Tuesday, October 23, 2012

How Do You Want To Be Remembered?


 During a deep philosophical discussion in my late 20s, a friend once asked me, "Dave, how do you want to be remembered?" I'd never really thought about it before and the question caught me off guard, so there was a slight pause before I answered, "Uhh...I dunno....hopefully a long time from now?" We both had a laugh at my answer, but when I deflected the question back at him, it was clear that he had given it some real thought. I always considered that a question reserved for famous athletes, Hollywood actors, or past presidents, but I started to realize it's something we all deserve to ask ourselves. In fact, maybe we're obligated to ask.

                
                Ever more people today have the means to live, but no meaning to live for.
                 ~Viktor Frankl



 As human beings, we all yearn for meaning. We want meaning in our work, meaning in our relationships, meaning in our memories, and meaning in our lives. The meaning of each may change and evolve, but the need to attach meaning is constant. It's something we do subconsciously, without even thinking, so we get stuck with our default thoughts and categorizations, and then we immediately begin to accept them as truth. Think how easy it is to believe that work sucks, my relationship is going nowhere, my past is haunting me, and life is a bitch. Are these things really true? Or have we just repeated them in our minds so often that they feel like the truth? It doesn't matter, because whatever the story of your life may be, it is never too late to change it.

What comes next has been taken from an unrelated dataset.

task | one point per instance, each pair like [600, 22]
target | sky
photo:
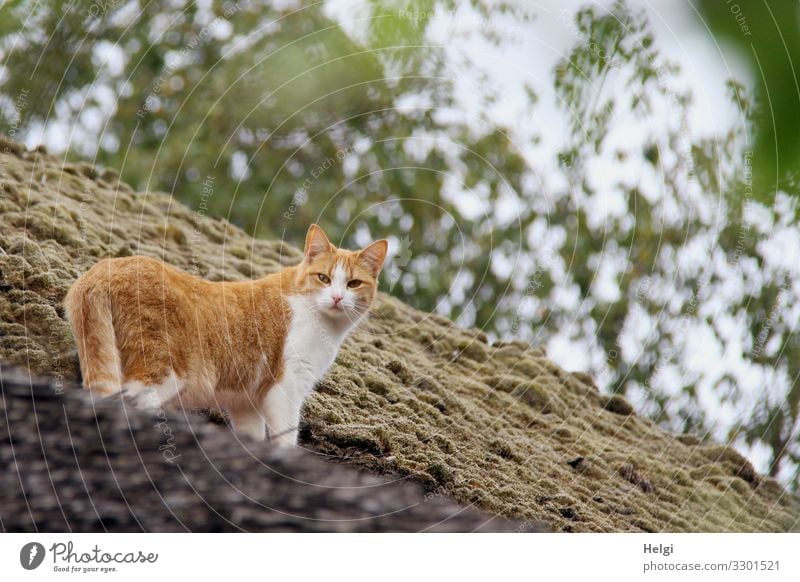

   Get out a piece of paper and write down 10 things you'd like to be remembered for. No one has to see this list but you. How would you like to be remembered as a father? A mother? A daughter? A son? An employee? An employer? A husband? A wife? A teacher? A mentor? A caregiver? An example? A companion? An activist? A sports fan? A nature lover? A car buff? A stamp collector?
The list is endless, there are no right or wrong answers, and it will give you more clarity on how you'd like to be remembered, and more importantly, how you'd like to live. You may be shocked to realize what is really important to you, but the list won't lie. If you write it down, there's a reason for it. This is a great tool for digging out what you really care about, when it so easily gets covered up by everyday life.

  When I look back at that guy in his late 20s, I know that I wanted meaning in my life. But now that I'm in my 40s, with a wife and two kids, that desire has only increased. Life no longer seems like an endless road sprawling out before me, but I value each moment much more than ever, and that's a trade off that I'm completely cool with. I've also learned to be proactive and attach the meaning to things that I want them to have, without letting subconscious thoughts or fleeting emotions do it for me. You can't choose all of the events in your life, but how you perceive them and what you do about them is always your choice.

   As  a person who loves to asks questions, a question is like "How Do You Want To Be Remembered?" is just too juicy for me not to ponder. The answer may change and evolve, but I think it's a great question to ask yourself on a regular basis. I know the answer would have been different in my 20s, but if I have to answer today, I'd like to be remembered as someone who helps other people figure out what they'd like to be remembered for.